Long having prided themselves on being on the cutting edge of experimental electronica, Son Lux have evolved from one man (Ryan Lott) as sole contributor to a more traditional ‘band’.

After crafting his first three albums alone, Lott promoted Ian Chang and Rafiq Bhatia from live members to equal partners, the pair bringing their individually unique sonic approaches to add flourishes and texture to Lott’s germs of ideas.

Following the current trend of artists drip-feeding music which eventually forms one epic release (Pixies, Hayley Williams), the Tomorrows project has been recorded and released as a trilogy over the last year. Now, for the truly hardcore, all the music has been collected into one release. Unsurprisingly, it’s not for the faint of heart or weak of stomach.

At first glance it’s a hugely impressive piece of work. Each of the three chapters move the music on: Part I sets the scene and themes with a fusion of ethereal ambience, jazz-based guitar dalliances and gut-wrenching piano drama. Undertow in particular aims unashamedly for the tear ducts.

Yet while Part I is succinct and concise, Parts II and III are sprawling and unwieldy. The beats begin to lumber, the rhythms become unnecessarily complex and the screeching sounds begin to grate. There is much to enjoy, but it takes a hardy soul to work through it. The jangling, tribal Last Lights throws some welcome, effect-drenched vocals into the mix, while the trip-hoppy Prophecy keeps things fresh.

Speaking of vocalists, there are a handful of contributors who all add something: Kadhja Bonet’s sensual R&B eerily recalls FKA twigs on Plans We Make, while Kiah Victoria’s honey-glazed vocals on Vacancy add to a background hum of arpeggios and throbbing bass.

Meanwhile, the uncredited vocalist on Warning recalls, with incredible precision, the lesser-spotted Anohni (formerly of Antony & the Johnsons) and Holland Andrews’ operatic tone adds grandeur and scale to Sever.



The luxury of time and space allows the music to breathe and develop, which requests (rather than demands) the listener’s attention. But there’s just so damn much of it.

While some of the tracks evoke the stronger elements of Moby’s instrumental work (think God Moving Over The Face Of The Water, or 18), many of them pass by without leaving much, if any, impression.

Every now and again there is a pleasant surprise: Unbind comprises a string arrangement which could be from a ye olde British film score (The Railway Children leapt to your reviewer’s mind) before becoming a band piece with domineering, suffocating guitar. Proof that, when they choose, Son Lux can take the breath away.

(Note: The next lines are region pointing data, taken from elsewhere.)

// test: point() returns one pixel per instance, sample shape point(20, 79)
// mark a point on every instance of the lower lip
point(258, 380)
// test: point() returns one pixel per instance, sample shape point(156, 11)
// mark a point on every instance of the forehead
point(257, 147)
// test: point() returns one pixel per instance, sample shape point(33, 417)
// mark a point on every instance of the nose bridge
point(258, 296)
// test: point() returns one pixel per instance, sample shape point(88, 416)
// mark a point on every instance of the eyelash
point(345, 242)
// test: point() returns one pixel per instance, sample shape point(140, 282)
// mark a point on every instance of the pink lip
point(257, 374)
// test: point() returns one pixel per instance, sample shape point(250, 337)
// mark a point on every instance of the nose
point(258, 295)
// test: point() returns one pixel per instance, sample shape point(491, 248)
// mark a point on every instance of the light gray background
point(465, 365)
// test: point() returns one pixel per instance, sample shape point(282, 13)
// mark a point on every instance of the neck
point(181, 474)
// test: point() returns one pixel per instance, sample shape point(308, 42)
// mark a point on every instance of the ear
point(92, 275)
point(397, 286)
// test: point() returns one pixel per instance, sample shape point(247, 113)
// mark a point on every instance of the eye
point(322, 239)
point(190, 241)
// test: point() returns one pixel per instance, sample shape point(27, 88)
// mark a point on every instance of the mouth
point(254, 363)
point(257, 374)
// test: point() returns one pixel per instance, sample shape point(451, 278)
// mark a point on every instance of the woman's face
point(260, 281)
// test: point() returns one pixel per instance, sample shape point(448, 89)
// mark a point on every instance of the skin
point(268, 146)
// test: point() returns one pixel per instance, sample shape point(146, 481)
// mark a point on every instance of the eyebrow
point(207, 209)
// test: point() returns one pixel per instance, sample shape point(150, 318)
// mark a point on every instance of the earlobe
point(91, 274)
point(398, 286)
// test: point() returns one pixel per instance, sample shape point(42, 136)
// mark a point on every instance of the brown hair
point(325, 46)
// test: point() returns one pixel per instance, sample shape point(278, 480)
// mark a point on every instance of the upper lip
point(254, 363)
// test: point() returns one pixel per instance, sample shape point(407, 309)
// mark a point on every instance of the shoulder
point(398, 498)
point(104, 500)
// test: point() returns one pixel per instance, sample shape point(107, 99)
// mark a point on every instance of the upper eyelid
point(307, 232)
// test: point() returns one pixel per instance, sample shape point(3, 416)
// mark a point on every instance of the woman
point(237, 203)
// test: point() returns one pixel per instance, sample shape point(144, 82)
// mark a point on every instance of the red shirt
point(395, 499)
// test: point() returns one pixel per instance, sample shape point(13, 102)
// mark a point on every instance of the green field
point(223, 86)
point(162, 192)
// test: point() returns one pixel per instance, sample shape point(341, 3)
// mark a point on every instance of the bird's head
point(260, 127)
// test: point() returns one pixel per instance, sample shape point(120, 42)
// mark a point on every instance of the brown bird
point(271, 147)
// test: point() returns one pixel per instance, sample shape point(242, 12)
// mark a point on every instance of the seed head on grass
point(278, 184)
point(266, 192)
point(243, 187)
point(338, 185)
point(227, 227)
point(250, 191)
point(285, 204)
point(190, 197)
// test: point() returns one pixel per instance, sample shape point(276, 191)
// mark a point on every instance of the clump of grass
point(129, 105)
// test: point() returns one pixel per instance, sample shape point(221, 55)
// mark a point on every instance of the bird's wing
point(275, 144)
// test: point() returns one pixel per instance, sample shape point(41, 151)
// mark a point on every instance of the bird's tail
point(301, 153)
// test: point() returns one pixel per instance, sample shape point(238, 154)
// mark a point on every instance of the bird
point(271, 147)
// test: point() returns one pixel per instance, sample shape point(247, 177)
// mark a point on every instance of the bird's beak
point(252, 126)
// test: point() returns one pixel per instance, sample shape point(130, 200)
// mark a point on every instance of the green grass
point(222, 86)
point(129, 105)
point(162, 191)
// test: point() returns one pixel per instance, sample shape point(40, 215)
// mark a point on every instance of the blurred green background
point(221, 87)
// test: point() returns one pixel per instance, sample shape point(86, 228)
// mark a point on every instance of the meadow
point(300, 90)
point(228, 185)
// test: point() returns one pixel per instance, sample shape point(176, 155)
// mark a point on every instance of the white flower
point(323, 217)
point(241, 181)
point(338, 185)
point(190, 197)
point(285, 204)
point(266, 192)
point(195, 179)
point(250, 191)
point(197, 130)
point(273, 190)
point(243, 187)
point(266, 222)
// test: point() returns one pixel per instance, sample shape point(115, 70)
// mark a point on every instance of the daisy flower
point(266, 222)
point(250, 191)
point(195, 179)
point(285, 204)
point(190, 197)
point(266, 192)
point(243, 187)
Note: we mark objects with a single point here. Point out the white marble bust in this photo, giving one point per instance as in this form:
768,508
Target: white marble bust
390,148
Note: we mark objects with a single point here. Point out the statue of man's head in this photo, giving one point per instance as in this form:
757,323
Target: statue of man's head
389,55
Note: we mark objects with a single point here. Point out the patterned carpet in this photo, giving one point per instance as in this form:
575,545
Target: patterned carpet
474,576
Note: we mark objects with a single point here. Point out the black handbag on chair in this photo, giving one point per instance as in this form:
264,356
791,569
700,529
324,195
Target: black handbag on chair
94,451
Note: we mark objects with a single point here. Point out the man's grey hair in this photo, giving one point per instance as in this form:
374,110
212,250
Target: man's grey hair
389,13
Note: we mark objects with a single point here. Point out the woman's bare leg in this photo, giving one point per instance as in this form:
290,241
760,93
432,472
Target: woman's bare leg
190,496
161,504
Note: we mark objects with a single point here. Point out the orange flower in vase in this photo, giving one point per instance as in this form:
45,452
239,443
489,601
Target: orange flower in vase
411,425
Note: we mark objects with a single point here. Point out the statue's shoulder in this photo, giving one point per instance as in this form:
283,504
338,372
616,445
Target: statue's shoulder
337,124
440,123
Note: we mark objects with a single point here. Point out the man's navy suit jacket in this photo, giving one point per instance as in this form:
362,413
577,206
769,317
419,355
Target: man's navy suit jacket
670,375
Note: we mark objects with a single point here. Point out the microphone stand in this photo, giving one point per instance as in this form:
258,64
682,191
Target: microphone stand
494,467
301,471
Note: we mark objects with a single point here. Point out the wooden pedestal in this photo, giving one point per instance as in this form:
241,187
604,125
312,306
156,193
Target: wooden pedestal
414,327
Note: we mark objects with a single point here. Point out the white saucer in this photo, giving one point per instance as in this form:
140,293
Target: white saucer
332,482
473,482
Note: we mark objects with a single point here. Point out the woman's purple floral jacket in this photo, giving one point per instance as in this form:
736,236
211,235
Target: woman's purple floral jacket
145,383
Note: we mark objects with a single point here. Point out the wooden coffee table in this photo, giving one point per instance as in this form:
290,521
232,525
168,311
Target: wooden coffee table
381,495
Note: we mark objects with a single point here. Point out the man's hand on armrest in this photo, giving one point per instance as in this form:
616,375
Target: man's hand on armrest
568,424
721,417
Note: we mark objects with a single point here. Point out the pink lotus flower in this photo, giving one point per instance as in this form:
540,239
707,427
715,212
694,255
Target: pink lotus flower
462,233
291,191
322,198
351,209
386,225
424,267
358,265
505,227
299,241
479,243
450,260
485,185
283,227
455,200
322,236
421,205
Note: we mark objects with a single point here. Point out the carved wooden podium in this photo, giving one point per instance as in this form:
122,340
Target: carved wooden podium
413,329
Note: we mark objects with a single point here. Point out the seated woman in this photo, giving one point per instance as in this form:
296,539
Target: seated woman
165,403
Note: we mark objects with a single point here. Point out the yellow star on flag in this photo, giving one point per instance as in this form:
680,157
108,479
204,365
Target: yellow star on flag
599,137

The whole piece is driven by a sense of seeping dread, with moments of true poignancy. In that way, it’s a perfect soundtrack to the last 18 months, primarily depression and anxiety (the endless, grinding lockdowns) punctuated by moments of true beauty (the smile of friends and family).

Tomorrows can best be described as a score to a lost Darren Aronofsky project: unsettling, uncomfortable and exhausting. And ultimately incoherent.

Each individual album would stand well on its own terms but taken as a whole, it does get harder and harder to care and, by the end, you’re glad you’ve experienced it but you’re equally glad it’s over.